Big Query data source #638

gruuya · 2022-02-25T14:34:18Z

Add another remote data source plugin, this time for GCP's Big Query.

CU-26udw0h

mildbyte · 2022-02-25T14:42:27Z

splitgraph/ingestion/big_query/__init__.py

+    credentials_schema: Dict[str, Any] = {
+        "type": "object",
+        "properties": {
+            "credentials_path": {


This should support passing in credentials as a JSON string instead of a file path, since we won't be able to use a path when e.g. adding this data source from a Web form (and this schema is used to generate it).

The commandline ergonomics will be awkward but we can add a special from_commandline method that loads and injects the JSON file when invoked from sgr mount, e.g. https://github.com/splitgraph/splitgraph/blob/c37291267ad60d085703b4a3068a8f39a70d2d7d/splitgraph/ingestion/csv/__init__.py#L299-L305

I've now added the JSON string optional credentials parameter, and implemented from_commandline conversion.
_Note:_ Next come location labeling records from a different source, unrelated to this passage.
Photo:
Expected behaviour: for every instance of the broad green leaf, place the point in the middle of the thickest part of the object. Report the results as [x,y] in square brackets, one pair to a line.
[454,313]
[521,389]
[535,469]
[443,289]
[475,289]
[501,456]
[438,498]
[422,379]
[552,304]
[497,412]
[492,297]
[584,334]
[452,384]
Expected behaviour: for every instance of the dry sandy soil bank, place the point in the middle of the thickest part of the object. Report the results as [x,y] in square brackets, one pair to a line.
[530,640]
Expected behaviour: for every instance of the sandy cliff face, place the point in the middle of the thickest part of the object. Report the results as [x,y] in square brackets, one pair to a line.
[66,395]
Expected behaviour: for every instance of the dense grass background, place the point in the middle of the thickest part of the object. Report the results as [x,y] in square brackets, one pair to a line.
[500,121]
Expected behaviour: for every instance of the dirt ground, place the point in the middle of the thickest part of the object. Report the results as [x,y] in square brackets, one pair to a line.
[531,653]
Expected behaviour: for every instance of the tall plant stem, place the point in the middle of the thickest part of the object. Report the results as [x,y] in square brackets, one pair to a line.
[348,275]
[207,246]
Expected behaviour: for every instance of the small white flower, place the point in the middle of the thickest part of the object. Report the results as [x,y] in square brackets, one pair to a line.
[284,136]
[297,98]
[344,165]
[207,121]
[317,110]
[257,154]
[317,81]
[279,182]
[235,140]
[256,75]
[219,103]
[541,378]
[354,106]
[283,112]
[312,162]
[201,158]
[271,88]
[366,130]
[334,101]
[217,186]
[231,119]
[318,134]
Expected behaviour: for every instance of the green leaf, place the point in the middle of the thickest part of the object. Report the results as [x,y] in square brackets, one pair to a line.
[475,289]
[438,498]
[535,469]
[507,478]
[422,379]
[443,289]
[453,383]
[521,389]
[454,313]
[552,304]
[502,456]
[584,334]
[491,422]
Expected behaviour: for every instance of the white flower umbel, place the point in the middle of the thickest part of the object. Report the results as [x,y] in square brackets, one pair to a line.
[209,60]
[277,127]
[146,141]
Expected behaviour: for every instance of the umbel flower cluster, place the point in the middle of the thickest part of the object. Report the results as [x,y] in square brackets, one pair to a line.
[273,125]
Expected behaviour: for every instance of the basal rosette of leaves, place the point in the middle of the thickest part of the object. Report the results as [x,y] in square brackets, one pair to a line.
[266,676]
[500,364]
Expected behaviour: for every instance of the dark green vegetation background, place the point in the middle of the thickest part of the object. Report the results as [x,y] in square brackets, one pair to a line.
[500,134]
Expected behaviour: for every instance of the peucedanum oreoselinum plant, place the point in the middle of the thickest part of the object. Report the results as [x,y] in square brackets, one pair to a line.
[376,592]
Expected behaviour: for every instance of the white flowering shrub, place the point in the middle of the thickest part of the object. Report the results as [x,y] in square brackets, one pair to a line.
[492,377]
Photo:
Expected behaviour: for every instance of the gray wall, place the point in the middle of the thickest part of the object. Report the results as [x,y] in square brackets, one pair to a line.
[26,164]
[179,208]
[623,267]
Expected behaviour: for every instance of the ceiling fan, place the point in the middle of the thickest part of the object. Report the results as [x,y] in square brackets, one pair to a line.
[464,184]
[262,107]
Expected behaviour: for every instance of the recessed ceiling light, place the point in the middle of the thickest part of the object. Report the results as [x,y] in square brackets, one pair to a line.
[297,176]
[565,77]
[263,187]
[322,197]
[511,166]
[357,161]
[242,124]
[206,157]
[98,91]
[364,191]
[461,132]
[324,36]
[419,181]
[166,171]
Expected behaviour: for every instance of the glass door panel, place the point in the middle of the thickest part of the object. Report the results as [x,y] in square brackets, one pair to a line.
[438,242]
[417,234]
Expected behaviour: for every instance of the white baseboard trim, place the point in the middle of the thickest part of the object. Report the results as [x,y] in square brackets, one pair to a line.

mildbyte · 2022-02-25T14:43:13Z

splitgraph/ingestion/big_query/__init__.py

+            },
+            "dataset_name": {
+                "type": "string",
+                "title": "Big Query dataset",


It's branded as BigQuery -- can you change it in the descriptions, as well as change the plugin name / package names to bigquery instead of big_query?

Certainly, I was split about that as well.

Convert json file creds parameter to the raw param when present. Also, align all entity names to bigquery, without underscore.

mildbyte · 2022-02-28T08:52:08Z

splitgraph/ingestion/bigquery/__init__.py

+
+    @classmethod
+    def get_name(cls) -> str:
+        return "Google Big Query"


Suggested change

return "Google Big Query"

return "Google BigQuery"

mildbyte · 2022-02-28T08:52:15Z

splitgraph/ingestion/bigquery/__init__.py

+
+    @classmethod
+    def get_description(cls) -> str:
+        return "Query data in GCP Big Query datasets"


Suggested change

return "Query data in GCP Big Query datasets"

return "Query data in GCP BigQuery datasets"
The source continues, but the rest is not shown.